Rashi explains it as the Babylonians. Ramban deepens it: a people without wisdom, morality, or true cohesion. When Israel strays toward Lo-El, toward emptiness and false gods, God allows Lo-Am, emptiness masquerading as a nation, to rise against us.
Ancient Babylon: a fleeting empire
The Babylonians who destroyed the First Temple barely lasted a century. They conquered, exiled, and burned, but then they vanished from the stage of history. No enduring culture. No lasting contribution. Just destruction, followed by silence. The classic example of a Lo-Am.
The “Palestinian people”: a modern Lo-Am?
Fast forward to our time. The Palestinian national identity was invented in the mid-20th century. The PLO, founded in 1964 with Arab and Soviet support, reframed the conflict. It was no longer Israel versus the vast Arab world, but Israel versus a supposedly indigenous “Palestinian people.”
But this identity has always been reactive, not creative. Built not on vision, but on negation. Today Hamas carries that emptiness forward. It is fractured, propped up by foreign sponsors, and has no constructive vision. Its unity comes only from one obsession: erasing Israel. A contemporary Lo-Am.
The Torah’s warning
Moshe’s words are not a history lesson. They are a mirror. When Israel loses its anchor, “no-people” rush in to fill the void.
Our answer has to be the opposite of emptiness:
- Reclaim depth: an identity rooted in Torah values and Jewish unity.
- Expose falsehood: show the hollowness of an identity built only on negation.
- Reject false equivalence: one side builds, the other destroys.
- Stay strong: spiritually and nationally.

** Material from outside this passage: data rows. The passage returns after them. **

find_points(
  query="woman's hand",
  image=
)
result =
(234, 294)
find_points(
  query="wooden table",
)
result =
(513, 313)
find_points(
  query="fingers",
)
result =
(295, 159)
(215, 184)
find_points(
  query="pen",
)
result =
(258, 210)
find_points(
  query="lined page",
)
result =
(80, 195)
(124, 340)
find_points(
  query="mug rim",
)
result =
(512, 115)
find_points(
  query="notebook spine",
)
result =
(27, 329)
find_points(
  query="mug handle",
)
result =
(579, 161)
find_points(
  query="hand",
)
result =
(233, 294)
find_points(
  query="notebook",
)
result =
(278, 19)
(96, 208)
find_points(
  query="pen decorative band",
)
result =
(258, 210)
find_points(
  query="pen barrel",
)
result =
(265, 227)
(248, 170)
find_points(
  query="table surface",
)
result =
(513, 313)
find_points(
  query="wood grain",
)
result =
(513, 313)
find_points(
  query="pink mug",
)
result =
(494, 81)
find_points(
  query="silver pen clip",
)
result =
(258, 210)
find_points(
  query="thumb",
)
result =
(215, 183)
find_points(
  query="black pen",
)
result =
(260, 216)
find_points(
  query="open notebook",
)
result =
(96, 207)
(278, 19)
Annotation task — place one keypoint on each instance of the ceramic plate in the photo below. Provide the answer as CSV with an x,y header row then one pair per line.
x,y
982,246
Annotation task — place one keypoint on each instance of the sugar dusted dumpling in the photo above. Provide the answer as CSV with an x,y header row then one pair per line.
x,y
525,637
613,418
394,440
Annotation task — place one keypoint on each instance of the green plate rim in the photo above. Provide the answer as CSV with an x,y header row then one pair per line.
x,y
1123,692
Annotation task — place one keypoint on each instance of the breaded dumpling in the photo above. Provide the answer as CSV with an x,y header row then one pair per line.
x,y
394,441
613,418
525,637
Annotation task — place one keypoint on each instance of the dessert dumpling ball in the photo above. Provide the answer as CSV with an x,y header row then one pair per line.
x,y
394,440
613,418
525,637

Our weakness feeds their strength.
The closing chord
Shirat Ha’azinu is eternal because it repeats in every generation. Once it was the Babylonians. Today it is Hamas and the so-called “Palestinian people.” Tomorrow it may be another Lo-Am.
But the Torah’s song assures us: when Israel chooses strength over emptiness, Torah values over hatred, unity over division, no Lo-Am can endure.